Le patron du plus gros réseau social du monde, Facebook, a prononcé un discours sur la liberté d'expression et la démocratie devant des étudiants. Quelques jours plus tard, il se faisait durement questionné lors de son audition au Congrès américain sur les questions de désinformation et d'éthique.
- Julien Le Bot Auteur-réalisateur, spécialiste de l’histoire d’Internet
- Thomas Huchon
Les relations entre les médias d’information et les géants de la distribution numérique font l’objet ces temps-ci de nombreux questionnements. Jeudi, plusieurs éditeurs de presse ont annoncé qu’ils allaient porter plainte contre Google pour abus de position dominante, après que la multinationale a fait du chantage pour esquiver l’application du droit voisin, autrement dit la rémunération des contenus de presse exploités par le moteur de recherche. Mais cette fin de semaine a été marquée également par l’audition du patron de Facebook (une entreprise qui rappelons-le compte 2,4 milliards d’utilisateurs dans le monde), devant le Congrès américain, au cours de laquelle la jeune élue démocrate Alexandria Ocasio-Cortez a questionné Mark Zuckerberg sur la désinformation. Leur échange tendu de 5 minutes a fait le tour des réseaux sociaux.

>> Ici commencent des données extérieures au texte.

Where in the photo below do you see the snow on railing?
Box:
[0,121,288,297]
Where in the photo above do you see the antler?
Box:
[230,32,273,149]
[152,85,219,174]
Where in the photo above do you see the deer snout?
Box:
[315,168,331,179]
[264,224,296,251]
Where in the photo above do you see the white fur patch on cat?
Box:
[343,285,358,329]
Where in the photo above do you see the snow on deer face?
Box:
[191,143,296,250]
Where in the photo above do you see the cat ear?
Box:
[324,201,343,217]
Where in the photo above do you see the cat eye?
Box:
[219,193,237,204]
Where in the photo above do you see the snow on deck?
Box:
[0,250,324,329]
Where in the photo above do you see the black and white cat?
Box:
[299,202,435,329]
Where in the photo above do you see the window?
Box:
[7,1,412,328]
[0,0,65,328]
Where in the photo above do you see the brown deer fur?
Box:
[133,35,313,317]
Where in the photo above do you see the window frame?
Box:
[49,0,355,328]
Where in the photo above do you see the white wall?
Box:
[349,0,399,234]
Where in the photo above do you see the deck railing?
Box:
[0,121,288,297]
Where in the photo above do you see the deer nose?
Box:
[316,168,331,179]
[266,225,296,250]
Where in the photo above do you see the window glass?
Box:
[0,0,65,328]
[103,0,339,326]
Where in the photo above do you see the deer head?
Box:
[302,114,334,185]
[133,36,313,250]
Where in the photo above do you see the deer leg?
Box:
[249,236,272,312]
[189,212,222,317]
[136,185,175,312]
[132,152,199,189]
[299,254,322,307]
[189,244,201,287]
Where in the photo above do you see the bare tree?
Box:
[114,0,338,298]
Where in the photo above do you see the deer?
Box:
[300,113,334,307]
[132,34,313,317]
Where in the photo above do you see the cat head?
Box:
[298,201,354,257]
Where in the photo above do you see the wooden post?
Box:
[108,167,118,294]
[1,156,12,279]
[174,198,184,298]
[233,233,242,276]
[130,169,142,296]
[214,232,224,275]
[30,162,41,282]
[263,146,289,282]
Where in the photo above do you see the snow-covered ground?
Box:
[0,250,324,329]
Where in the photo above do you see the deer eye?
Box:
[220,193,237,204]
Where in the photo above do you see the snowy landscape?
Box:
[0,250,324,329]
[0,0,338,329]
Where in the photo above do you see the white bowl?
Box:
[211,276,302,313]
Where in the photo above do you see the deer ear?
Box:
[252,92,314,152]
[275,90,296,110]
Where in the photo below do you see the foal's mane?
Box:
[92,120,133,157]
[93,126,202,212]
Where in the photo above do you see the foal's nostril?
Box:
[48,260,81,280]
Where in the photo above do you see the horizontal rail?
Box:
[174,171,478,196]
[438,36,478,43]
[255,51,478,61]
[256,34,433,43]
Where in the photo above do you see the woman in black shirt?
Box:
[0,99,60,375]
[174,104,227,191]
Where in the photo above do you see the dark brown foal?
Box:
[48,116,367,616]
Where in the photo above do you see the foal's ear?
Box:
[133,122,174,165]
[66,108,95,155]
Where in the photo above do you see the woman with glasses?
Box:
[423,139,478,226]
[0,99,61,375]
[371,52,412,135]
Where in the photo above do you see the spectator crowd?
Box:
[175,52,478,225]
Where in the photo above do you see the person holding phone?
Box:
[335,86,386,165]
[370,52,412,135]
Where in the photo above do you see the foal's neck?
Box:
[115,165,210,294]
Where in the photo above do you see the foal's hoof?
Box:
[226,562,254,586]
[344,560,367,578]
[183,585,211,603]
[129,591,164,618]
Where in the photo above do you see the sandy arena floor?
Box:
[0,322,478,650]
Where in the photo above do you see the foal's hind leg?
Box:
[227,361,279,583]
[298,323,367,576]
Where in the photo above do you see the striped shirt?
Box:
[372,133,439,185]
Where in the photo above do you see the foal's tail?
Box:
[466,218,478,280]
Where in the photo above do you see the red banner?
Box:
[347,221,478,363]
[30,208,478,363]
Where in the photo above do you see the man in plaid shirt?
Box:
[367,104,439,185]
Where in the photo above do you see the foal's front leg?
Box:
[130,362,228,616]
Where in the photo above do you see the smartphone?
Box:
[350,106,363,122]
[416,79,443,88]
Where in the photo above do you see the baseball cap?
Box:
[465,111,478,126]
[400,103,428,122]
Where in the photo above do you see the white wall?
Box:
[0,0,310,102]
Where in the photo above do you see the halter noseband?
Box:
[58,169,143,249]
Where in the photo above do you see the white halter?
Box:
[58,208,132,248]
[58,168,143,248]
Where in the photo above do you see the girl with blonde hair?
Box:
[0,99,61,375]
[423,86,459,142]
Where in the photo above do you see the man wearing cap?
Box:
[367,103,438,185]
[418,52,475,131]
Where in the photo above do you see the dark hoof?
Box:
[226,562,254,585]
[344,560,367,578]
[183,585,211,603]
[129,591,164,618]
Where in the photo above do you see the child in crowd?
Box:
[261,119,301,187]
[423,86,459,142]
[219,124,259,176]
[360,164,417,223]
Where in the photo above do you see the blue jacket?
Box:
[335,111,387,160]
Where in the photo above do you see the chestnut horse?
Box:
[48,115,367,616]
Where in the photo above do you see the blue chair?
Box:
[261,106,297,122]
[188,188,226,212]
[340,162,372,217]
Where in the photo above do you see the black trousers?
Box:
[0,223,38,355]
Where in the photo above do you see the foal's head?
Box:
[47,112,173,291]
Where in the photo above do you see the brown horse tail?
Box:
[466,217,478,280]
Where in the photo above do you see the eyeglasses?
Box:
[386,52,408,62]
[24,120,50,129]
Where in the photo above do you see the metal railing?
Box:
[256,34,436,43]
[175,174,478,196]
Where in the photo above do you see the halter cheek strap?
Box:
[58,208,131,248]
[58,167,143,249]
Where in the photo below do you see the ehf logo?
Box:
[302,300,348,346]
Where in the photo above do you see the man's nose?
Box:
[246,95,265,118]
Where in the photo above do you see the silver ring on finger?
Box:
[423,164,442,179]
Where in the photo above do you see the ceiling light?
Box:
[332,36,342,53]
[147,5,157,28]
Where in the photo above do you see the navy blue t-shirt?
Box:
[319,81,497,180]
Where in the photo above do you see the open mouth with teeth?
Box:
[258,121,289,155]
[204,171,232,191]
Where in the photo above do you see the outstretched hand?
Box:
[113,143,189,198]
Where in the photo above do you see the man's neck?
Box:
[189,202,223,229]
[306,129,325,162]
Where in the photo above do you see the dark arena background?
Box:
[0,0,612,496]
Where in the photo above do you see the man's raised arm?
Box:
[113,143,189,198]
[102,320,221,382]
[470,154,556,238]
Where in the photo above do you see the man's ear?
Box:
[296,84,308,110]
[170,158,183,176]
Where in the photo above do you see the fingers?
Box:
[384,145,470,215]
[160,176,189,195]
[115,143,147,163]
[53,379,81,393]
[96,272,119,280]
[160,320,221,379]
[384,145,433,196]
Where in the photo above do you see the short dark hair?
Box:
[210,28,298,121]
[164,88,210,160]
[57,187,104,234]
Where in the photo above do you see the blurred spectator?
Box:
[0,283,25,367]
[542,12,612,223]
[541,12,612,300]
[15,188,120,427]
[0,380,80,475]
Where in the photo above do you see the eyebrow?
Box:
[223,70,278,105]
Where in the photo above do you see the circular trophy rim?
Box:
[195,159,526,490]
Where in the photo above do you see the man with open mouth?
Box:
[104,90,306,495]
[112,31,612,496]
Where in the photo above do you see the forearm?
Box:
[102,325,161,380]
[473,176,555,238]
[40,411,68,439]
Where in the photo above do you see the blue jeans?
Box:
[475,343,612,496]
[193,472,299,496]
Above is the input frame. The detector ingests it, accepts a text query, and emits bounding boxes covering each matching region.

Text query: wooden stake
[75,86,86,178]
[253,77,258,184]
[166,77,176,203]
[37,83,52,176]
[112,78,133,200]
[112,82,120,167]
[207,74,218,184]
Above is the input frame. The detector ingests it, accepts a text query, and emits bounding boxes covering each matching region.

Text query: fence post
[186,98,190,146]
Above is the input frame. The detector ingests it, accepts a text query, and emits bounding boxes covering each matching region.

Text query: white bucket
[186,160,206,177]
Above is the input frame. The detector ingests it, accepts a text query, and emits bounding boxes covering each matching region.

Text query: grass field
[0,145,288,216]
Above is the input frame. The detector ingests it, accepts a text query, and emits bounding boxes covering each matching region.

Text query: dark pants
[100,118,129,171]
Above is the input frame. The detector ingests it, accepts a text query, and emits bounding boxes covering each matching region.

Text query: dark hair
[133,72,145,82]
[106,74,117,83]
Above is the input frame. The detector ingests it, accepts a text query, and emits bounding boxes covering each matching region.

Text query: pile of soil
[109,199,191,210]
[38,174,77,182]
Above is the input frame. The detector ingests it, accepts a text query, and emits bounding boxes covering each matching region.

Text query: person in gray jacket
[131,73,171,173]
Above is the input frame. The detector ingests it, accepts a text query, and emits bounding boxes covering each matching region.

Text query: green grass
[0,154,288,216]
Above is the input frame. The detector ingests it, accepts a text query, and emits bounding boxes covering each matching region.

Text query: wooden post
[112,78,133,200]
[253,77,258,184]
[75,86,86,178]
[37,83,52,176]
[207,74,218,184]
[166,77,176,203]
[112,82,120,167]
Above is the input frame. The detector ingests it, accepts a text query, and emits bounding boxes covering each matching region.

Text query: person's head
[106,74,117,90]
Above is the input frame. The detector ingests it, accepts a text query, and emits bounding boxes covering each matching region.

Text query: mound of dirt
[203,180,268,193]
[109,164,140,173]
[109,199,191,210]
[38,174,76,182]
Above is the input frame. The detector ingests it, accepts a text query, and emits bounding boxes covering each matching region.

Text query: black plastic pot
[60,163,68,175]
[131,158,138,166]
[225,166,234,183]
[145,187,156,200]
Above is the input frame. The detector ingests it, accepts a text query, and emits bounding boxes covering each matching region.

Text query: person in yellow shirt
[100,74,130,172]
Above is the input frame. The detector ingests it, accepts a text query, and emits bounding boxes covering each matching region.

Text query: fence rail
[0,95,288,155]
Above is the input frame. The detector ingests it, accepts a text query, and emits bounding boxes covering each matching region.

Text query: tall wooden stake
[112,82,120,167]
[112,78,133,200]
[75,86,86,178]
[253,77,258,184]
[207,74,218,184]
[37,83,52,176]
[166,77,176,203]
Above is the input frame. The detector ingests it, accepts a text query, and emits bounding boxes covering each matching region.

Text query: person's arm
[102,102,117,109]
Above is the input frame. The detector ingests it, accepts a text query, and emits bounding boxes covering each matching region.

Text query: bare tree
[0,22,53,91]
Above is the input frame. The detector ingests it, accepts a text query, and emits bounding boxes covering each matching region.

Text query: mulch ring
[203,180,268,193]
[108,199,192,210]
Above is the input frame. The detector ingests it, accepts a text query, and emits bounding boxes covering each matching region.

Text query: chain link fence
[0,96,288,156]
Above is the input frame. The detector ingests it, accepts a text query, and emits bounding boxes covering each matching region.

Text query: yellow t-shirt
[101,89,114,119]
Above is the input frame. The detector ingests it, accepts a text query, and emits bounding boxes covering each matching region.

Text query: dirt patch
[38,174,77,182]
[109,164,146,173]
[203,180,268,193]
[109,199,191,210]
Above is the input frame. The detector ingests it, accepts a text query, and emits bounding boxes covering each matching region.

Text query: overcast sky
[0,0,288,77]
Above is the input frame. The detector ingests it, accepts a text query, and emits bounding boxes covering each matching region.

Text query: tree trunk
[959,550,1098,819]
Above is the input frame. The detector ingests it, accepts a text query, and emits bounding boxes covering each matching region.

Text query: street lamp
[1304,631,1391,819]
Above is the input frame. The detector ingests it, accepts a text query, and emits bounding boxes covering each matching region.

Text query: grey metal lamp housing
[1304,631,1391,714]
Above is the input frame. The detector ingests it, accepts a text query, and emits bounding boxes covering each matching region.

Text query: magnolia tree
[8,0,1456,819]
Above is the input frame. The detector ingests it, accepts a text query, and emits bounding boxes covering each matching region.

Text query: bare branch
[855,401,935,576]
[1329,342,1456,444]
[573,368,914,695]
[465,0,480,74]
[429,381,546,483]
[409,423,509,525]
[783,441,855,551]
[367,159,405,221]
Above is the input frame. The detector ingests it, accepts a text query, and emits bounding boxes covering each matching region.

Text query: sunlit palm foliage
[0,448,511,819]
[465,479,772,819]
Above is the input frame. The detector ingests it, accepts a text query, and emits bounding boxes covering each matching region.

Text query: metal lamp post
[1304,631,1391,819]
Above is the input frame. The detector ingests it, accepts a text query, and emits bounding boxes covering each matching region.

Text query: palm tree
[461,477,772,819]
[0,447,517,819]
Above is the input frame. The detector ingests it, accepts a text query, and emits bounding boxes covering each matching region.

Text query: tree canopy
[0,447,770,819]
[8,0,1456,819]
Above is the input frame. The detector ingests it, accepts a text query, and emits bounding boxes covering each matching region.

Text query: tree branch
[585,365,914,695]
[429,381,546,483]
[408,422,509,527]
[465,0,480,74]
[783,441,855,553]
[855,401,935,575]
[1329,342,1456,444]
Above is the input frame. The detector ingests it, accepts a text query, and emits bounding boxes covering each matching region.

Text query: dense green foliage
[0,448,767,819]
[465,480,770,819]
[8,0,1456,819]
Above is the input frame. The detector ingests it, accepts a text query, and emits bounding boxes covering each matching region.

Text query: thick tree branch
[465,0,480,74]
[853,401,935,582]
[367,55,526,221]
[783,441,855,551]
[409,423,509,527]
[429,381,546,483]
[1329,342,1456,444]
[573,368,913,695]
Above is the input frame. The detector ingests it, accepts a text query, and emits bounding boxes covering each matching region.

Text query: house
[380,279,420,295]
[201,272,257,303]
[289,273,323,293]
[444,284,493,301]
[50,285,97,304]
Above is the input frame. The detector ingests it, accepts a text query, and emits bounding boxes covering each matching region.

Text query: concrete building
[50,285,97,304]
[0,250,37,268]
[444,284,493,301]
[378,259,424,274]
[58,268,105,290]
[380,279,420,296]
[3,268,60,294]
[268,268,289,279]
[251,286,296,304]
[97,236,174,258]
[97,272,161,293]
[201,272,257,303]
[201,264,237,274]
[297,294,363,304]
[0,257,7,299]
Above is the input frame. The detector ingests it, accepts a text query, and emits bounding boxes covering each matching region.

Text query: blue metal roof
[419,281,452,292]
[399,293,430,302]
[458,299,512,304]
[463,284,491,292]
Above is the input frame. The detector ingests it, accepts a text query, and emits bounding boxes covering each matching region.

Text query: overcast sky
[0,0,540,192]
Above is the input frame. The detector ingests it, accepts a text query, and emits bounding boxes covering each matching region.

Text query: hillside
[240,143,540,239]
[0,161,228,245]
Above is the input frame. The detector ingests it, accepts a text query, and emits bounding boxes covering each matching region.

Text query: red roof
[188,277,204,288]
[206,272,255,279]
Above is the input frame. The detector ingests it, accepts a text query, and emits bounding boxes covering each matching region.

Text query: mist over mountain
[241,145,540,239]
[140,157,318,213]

Il faut dire que le dirigeant du plus gros réseau social du monde avait, la semaine dernière, prononcé un discours sur la liberté d’expression devant des étudiants à Georgetown qui nécessitait a minima quelques explications…
Thomas Huchon, journaliste à Spicee, réalisateur du documentaire Comment Trump a manipulé l’Amérique qui sera diffusé sur Arte le 12 novembre, un film dans lequel revient notamment sur l’affaire Cambridge Analytica, du nom de cette entreprise accusée d’avoir utilisé des données personnelles de dizaines de millions d'utilisateurs de Facebook en vue de cibler des messages en faveur du Brexit et de l'élection de Donald Trump en 2016.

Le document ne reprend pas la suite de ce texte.